如何在ggplot2中创建多个y轴(每个变量一个)

Viv*_*ien 1 r ggplot2 parallel-coordinates

我想绘制一个类似于平行坐标图的图来进行描述性统计。我想绘制按性别分层的每个变量的平均值和标准差。

在此输入图像描述

不幸的是,我无法找到为每个变量创建自己的 y 轴的方法。

它看起来应该与此图类似,但使用平均值和标准差而不是每一行。

在此输入图像描述

这篇文章中,他们创建了另一个图,但我无法根据我的需求和数据进行调整,因此平均值和标准差如上图所示。

这是我的数据和代码:


library(dplyr)
library(tidyr)
library(ggplot2)

my_data <- data.frame(
  sex = c("m", "w", "m", "w", "m", "w"),
  age = c(25, 30, 22, 35, 28, 46),
  testosterone = c(450, 200, 400, 300, 500, 350),
  cognition = c(75, 80, 70, 85, 78, 90),
  estrogen = c(20, 40, 15, 50, 10, 45)
)

numeric_vars <- c("age", "testosterone", "cognition", "estrogen")

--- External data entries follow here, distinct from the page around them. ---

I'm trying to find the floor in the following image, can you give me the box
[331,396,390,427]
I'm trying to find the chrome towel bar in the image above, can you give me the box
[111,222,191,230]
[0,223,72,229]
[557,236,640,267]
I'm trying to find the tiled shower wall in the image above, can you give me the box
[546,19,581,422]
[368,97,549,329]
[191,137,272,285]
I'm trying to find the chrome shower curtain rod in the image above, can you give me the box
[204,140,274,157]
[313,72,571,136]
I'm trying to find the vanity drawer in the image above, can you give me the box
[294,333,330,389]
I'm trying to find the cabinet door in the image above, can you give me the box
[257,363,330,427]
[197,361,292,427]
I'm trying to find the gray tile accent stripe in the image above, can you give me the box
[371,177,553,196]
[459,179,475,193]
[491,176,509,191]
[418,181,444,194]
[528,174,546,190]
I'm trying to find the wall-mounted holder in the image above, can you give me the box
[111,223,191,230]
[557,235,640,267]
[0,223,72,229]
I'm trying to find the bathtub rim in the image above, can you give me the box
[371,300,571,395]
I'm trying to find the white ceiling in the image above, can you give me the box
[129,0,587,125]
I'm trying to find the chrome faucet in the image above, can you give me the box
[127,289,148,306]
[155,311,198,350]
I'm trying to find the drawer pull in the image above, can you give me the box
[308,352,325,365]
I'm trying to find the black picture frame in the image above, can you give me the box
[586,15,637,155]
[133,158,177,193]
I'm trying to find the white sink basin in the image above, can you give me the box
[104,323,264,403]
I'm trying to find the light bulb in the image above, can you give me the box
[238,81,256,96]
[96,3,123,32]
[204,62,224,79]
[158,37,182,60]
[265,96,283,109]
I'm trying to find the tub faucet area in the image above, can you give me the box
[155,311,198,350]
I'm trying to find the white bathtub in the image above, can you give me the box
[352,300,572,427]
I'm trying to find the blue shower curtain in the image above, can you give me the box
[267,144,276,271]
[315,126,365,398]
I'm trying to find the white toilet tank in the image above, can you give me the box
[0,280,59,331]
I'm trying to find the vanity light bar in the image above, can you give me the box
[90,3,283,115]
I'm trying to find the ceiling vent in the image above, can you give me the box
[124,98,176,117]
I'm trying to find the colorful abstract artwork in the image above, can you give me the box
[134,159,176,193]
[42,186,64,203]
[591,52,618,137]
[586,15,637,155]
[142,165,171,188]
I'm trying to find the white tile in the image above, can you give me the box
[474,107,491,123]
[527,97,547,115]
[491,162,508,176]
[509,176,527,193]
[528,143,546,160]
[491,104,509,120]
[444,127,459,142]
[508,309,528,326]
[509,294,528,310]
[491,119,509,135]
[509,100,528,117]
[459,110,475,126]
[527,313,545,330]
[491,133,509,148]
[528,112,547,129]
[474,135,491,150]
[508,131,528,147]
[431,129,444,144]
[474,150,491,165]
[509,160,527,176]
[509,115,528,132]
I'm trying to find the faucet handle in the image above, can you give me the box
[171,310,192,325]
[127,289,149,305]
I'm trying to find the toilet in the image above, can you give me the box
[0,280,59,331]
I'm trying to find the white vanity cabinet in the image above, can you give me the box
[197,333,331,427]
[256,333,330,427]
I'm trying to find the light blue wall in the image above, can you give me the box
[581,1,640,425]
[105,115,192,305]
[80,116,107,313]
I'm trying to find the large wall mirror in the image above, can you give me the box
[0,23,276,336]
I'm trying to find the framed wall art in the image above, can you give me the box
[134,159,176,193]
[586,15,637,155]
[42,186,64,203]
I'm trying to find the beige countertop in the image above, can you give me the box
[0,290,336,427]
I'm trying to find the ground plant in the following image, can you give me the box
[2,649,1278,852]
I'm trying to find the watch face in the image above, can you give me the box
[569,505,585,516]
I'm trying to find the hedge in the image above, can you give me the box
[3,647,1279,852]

# Calculate means and standard deviations for each sex and each variable
df_means <- my_data %>%
  group_by(sex) %>%
  summarise(across(all_of(numeric_vars), mean, na.rm = TRUE))

df_sds <- my_data %>%
  group_by(sex) %>%
  summarise(across(all_of(numeric_vars), sd, na.rm = TRUE))

# Reshape data for ggplot
df_melted <- reshape2::melt(df_means, id.vars = 'sex')
df_sds_melted <- reshape2::melt(df_sds, id.vars = 'sex')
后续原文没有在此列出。